You have to speak the same speed as everyone else. Listen intently on the speed and match this. It’s harder than you think; the way ideas come out effortlessly when you speak.
It’s all about the sleep. Has to stay the same or else you end up a little cuckoo kachoo. Funny, just when you aren’t tired AT ALL, you need to go to bed. But Maaaa, I ain’t tired! Like right now, I should be napping cause I’m working a split shift and have to go back in here shortly butttt…I couldn’t fall asleep.
You need to find activities that slow you down and keep a list of these activities that work like brakes. Me? I like to paint. My breathing becomes instantly this deep, rhythmic and oh so healing pace. My head stops swirling. My focus is intently on the stroke, the paint, the creation. Fully in the moment. No where else but right here.
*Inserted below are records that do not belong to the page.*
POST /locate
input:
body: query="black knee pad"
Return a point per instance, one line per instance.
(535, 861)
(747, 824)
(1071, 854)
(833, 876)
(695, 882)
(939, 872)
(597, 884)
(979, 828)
I’ve always felt mania is my divine connection time. I’ve produced and created some of the most amazing things. A thing that when I’m depressed and look at, I can’t believe I was ever capable of making such a glorious creation. I could solve world hunger if I let myself go that far. But, let’s be realistic here, I’d probably end up in the hospital before I actually got it solved.
I must admit, I’m a bit afraid being manic myself right now. I think this is the first time since I’ve been off my meds that I’ve been going for a couple of days. I see it in the faces around me. Eyes just a little wider, kind of leaning back like you might flip and attack them so better get just a littlllle bit more distance from you.
Sometimes I get spikes in my mood but then I sleep a long time and go back to normal. I’ve been so even keeled it’s hard to digest this. I’m doing really well in my job right now, on my second promotion in a little over 2 years. I’ve lived in the same state for almost 6 years now. For the past 18 years I averaged 8 months in a town before I found this place. I haven’t had an episode in a couple years.
Sleep. Sleep some more. Breath deep. Life will go on.